In January of this year, eight months before its release date, the buzz was already starting to build for Bill Clegg's Did You Ever Have a Family. Bookseller colleagues were passing around the few advanced reader copies we could get a hold of and telling each other, "You have to read this!" Four major review [...]
There's a funny thing that happens when you stop writing your own books—when you cool the fever, when you walk the garden, when you do not rise at 3 AM, determined. Other people's books become your obsession. Their stories, their words, their worlds. You grow responsible for understanding. You yield your empathy, devote your time. The days are long and hot and languid, and
New Orleans wafts by courtesy of Ruta Sepetys, and
Haiti, thanks to Edwidge Danticat, and the humor of
Haven Kimmel, the confessions of
Caroline Knapp,
the daughter of a salt god (Ilie Ruby),
Cambodia at war (Vaddey Ratner), the
very secret life of objects (Dawn Raffel).
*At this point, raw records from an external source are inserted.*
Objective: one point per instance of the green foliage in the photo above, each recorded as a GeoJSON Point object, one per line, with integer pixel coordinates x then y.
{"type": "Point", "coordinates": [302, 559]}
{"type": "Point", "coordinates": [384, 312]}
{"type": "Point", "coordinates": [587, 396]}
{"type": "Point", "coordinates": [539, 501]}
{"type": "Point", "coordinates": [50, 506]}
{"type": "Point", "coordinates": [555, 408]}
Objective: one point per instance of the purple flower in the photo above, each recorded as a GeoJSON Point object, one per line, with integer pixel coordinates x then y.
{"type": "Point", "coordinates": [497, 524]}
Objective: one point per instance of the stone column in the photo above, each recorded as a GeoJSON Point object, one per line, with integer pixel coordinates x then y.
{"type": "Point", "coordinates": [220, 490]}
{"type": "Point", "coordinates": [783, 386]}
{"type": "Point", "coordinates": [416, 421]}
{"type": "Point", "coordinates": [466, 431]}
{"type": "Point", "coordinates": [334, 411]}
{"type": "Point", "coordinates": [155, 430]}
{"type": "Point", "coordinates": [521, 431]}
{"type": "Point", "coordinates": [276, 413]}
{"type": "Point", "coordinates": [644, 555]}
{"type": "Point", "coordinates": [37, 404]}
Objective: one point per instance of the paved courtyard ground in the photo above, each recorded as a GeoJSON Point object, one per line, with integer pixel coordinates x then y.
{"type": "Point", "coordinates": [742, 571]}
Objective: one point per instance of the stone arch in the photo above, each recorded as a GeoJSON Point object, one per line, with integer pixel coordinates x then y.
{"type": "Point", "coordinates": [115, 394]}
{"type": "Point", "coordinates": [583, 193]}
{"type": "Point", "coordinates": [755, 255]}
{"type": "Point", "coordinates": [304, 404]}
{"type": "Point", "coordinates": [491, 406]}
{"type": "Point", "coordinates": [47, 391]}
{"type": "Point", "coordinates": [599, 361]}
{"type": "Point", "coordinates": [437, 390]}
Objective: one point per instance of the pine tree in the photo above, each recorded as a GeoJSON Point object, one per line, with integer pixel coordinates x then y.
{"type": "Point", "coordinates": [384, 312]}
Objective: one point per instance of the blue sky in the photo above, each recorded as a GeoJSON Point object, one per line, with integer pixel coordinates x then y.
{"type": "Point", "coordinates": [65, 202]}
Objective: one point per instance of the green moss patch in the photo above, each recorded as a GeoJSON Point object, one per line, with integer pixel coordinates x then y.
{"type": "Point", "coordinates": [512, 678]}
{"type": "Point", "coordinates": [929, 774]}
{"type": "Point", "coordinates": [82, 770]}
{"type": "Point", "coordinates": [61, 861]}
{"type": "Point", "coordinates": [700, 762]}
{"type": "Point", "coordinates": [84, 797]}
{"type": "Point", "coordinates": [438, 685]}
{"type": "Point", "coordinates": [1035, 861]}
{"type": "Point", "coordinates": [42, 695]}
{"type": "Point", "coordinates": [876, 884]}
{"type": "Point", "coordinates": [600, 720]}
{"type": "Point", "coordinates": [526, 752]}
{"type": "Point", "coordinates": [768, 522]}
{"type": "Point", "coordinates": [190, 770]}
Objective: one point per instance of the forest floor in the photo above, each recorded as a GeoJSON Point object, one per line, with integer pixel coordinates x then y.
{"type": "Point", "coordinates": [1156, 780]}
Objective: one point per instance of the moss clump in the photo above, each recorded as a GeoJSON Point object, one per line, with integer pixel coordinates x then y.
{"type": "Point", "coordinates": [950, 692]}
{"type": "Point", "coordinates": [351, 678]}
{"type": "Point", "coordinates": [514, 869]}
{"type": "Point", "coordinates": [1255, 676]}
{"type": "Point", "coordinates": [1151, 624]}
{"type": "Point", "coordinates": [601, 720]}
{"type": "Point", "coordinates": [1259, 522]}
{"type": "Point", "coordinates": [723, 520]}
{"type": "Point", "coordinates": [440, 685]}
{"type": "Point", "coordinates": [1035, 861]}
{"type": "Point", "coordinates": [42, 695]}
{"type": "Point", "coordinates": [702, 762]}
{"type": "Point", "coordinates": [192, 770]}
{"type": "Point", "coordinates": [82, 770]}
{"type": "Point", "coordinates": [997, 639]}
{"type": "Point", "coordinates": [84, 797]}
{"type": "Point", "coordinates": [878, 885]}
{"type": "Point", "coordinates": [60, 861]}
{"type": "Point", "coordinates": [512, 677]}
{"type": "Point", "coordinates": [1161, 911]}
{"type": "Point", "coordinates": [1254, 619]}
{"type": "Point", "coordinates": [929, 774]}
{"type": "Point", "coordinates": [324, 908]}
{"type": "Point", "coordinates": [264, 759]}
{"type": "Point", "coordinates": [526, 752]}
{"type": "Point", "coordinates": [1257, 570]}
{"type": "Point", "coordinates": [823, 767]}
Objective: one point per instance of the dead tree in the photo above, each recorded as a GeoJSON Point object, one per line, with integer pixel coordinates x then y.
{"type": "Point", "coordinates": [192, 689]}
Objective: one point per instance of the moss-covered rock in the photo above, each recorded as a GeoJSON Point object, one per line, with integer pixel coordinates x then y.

Over the course of the last month, I have bought nearly 100 books and others, due out soon, have made their way to me, courtesy of publishing houses and authors. My triple-stacked shelves in every book-devoted room are officially overtaxed. Book piles approximate architecture. Most women get up and ask, What will I wear? I wonder, upon rising, what to read.
My mind is clear; it is at peace; it is satiated. I sleep better than I did. I want less. I am comforted by books, comfortable around them, and the words I do write these days are reviews and essays, opinion pieces, suggestions. Short pieces, perhaps 1,000 words a day, that help me put into context those things that I'm learning about language and how it works for others.
It seems enough, for summer.
There are humorists whose words are assaults—funny, perhaps, but mostly acidic, pointed, seething. Anger lies at the core of such humor. A hint of retaliation. A hope, perhaps, that by glossing a story with the ha-ha funnies no one will notice what the tale is
really about, or how deep the damage runs.
There are humorists, conversely, whose jests come at the expense, mostly, of themselves. Childhood was funny to them; childhood was a boon. They grew up awkward or they grew up confused, and anyone who happens to stand in their wit's way has (it's clear) been tenderly assessed. They will be getting ice cream later.
I prefer Humorist Type 2, and Haven Kimmel is a star among them. Consistently funny, highly literary, surprisingly facile in her rhythms and subject matters. For those looking for something to do on this hot-across-the-country day, I recommend her deservedly famous memoir,
A Girl Named Zippy. You'll forget that you are sitting alone by the window fan, your lemonade glass empty. You'll stop praying for a breeze.
A passage to get you started lies below. Before I get to that, though, I feel that I must say this: I love the little girl above, whom I snapped one day at an event. The only thing she has in common with Haven's description below is that she is, obviously, a dear, dear thing.
We tried a variety of hairstyles in those early years. The really short haircut (the Pixie, as it was then called) was my favorite, and coincidentally, the most hideous. Many large predatory birds believed I was asking for a date. I especially liked that style because I imagined it excused me from any form of personal hygiene, which I detested. I was so opposed to bathing that I used to have a little laughing reaction every time a certain man in town walked by and said hello to me and I had to respond with "Hi, Gene."
After a year as a Pixie, my sister decided what my hair needed was "weight." Melinda executed all the haircutting ideas in our house and, in fact, cut off the tip of my earlobe one summer afternoon because she was distracted by As the World Turns.
The weight we added to my hair made me look like a fuzzy bush, a bush gone vague.....
Love that line, "I wonder, upon rising, what I will read." That's what summer's for!
What to read is always an extremely important question, and most especially in these sweltering days when any clothing at all is an encumbrance!
Oh no. The more you read and review here the bigger my list grows!
Ah, the sweet and simple joy of words, of reading.
I love finding that I have a free week in review obligations so I can pick what I want to read blindly.
I just ambled into your weblog from the tangled paths of the internet and am captivated - I've seldom read an ordinary, everyday kind of post like this one written so poetically. I shall enjoy reading more here.